Start with a completely blank new document. Don’t start from any template. Apply Background Supersizer to the first page, and configure it, and make sure it works the way you expect it to. (Don’t put anything else on the page yet.) Make sure your page is set to Align:none. When you preview in a browser, you should see your image(s) completely filling the screen, no matter what size you make that screen.
Draw an HTML box where you want to place the header, and set it to position:Fixed in Window, 100% width, 0, 0 top left. Fill it with a color so it is opaque, and preview in a browser. It should look like your example (minus the tasteful header graphic).

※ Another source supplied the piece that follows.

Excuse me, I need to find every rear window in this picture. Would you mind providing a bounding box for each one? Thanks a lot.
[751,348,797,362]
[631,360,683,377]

Now draw another HTML box position:absolute and 100% width beginning at a point just below your main menu. Double-click inside this box and choose Insert / HTML Item from the main menu. Click on this inline element and use the Inspector to set its width to 100%. Give it a background color. Double-click below it to get a new text cursor, and type some text. At the end of this text, choose Insert / HTML item again. Repeat these steps until you have all of your content “layers”. Click once on your header and choose Item / Bring to Front from the main menu.
Now you should have a structure like this:
+--------------------+
| fixed header |
+--------------------+
+--------------------+
| wrapper |
| +----------------+ |
| | inline div | |
| | | |
| +----------------+ |
| some text |
| +----------------+ |
| | inline div | |
| | | |
| +----------------+ |
| more text |
| +----------------+ |
| | inline div | |
| | | |
| +----------------+ |
| even more text |
+--------------------+
(if you’re looking at this in Mail, it will look fairly messed up, please look on the Web for a properly-formatted ASCII-gram of what I mean.)
The Background Supersizer will put a complete background behind everything, and it will hold absolutely still while you scroll. The inline content inside a position:absolute wrapper will scroll beneath the fixed header. Anywhere there is a solid background foreground element, it will obscure the background image, and anywhere you have only text (or a DIV with no background defined) you will see through that foreground element to the background.
It’s a very simple layout trick once you have your head wrapped around it.
Now to make the “page” appear centered within the alternating stripes and clear bits, you can insert a third layer of inline DIV within the second-level elements (labeled inline div in the ASCII-gram). Set this item to Align: center and give it a fixed width. Then put your actual content inside that, not just inline within the second-level div. This will give you a 100% width to fill the browser, but a fixed content width (so you don’t end up with ultra-wide lines of text which nobody can read).
Walter
On Jun 22, 2013, at 3:59 PM, Julie Maxwell wrote:
ok…
so best beginning steps to this are? just so we / I am on the same page
On Jun 22, 2013, at 3:43 PM, Walter Lee Davis email@hidden wrote:
Walk before you run. You can make a responsive version of this, but first understand the layout structure in a fixed-width design.
Walter
On Jun 22, 2013, at 3:32 PM, Julie Maxwell wrote:
can it be done also in backdraft or is the box model responsive also?